Facebook has never been on my radar, in fact, I automatically deduct 40 IQ points from anyone when I learn they have a FB account.
(It’s my own prejudice, don’t take it personally).
Wondering if I might be missing something, I solicited a second opinion on my lack of social media involvement. After explaining my situation to the AI, it offered this case for staying mostly off social media:
“Amateur radio already has a strong, self-contained community. People who want to find content about it know where to look — they search, they find blogs, they use forums like QRZ.com, eHam, and Reddit’s r/amateurradio. You’re not trying to drive product sales or build a monetizable audience, so the typical reasons bloggers chase social media followers don’t really apply to you.
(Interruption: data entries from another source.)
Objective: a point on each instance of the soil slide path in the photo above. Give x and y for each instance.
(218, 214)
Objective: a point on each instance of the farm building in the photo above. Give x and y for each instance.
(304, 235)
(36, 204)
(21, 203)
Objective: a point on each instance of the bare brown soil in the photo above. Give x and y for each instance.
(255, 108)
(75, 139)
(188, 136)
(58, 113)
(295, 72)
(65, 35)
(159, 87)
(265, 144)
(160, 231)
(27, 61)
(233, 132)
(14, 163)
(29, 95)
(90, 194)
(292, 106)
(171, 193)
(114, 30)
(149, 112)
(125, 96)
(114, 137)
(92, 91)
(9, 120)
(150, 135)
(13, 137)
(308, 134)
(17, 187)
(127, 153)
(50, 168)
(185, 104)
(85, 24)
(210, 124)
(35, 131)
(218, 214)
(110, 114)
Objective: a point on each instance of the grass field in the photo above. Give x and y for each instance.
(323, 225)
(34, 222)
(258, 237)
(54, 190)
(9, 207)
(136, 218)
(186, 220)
Without something to sell, social media becomes a treadmill of posting and engagement that doesn’t reward you with anything tangible.”
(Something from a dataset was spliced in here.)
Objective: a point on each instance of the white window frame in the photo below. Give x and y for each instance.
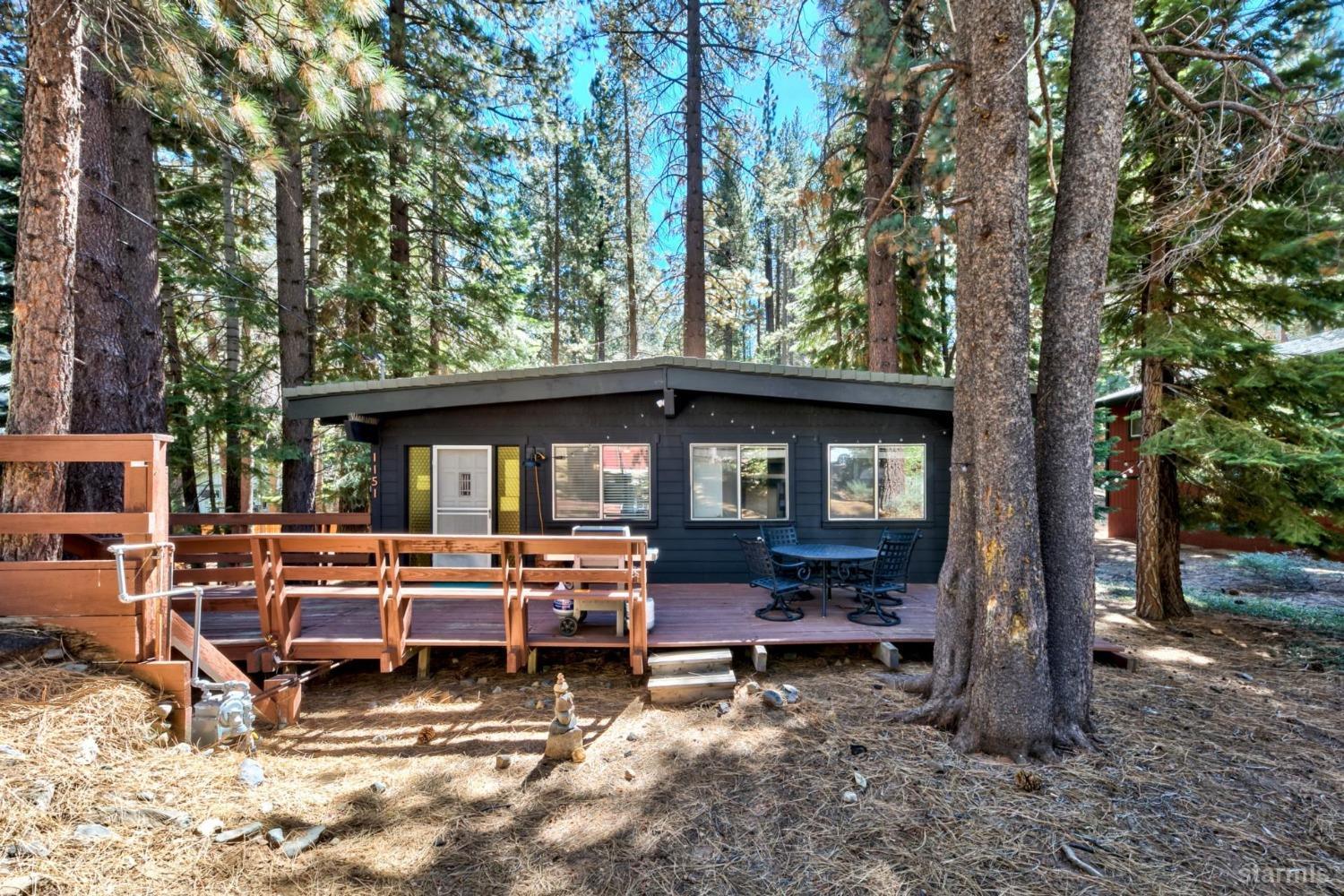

“The big platforms — Twitter/X, Facebook, Instagram — are also increasingly noisy, algorithm-driven, and frankly unpleasant to use. For a hobby blog, the juice is rarely worth the squeeze”.
Full disclosure, I maintain a mostly dormant Mastodon account with almost no engagement or followers. Claude seemed to think I might enjoy engaging with that crowd and offered this:
The one exception worth thinking about: your Mastodon account
“The amateur radio community has a surprisingly active and healthy presence on Mastodon, particularly on ham-specific instances like mastodon.radio. Unlike the big platforms, it’s low-noise, low-drama, and the people there are genuinely interested in the hobby. A simple practice of posting a short note and link when you publish something new takes maybe two minutes and puts your content in front of people who actually want to read it — without any algorithm games or ad pressure.”
“If you’re going to do anything, dusting off that Mastodon account (or migrating to mastodon.radio if you’re not already there) is the one I’d suggest. It fits the culture of both amateur radio and Jekyll-style indie blogging pretty well.”
I find this all to be solid advice for me, though my level of interest in Mastodon may be too small for full engagement. For now, the blog remains the focus and Mastodon stays on the back burner.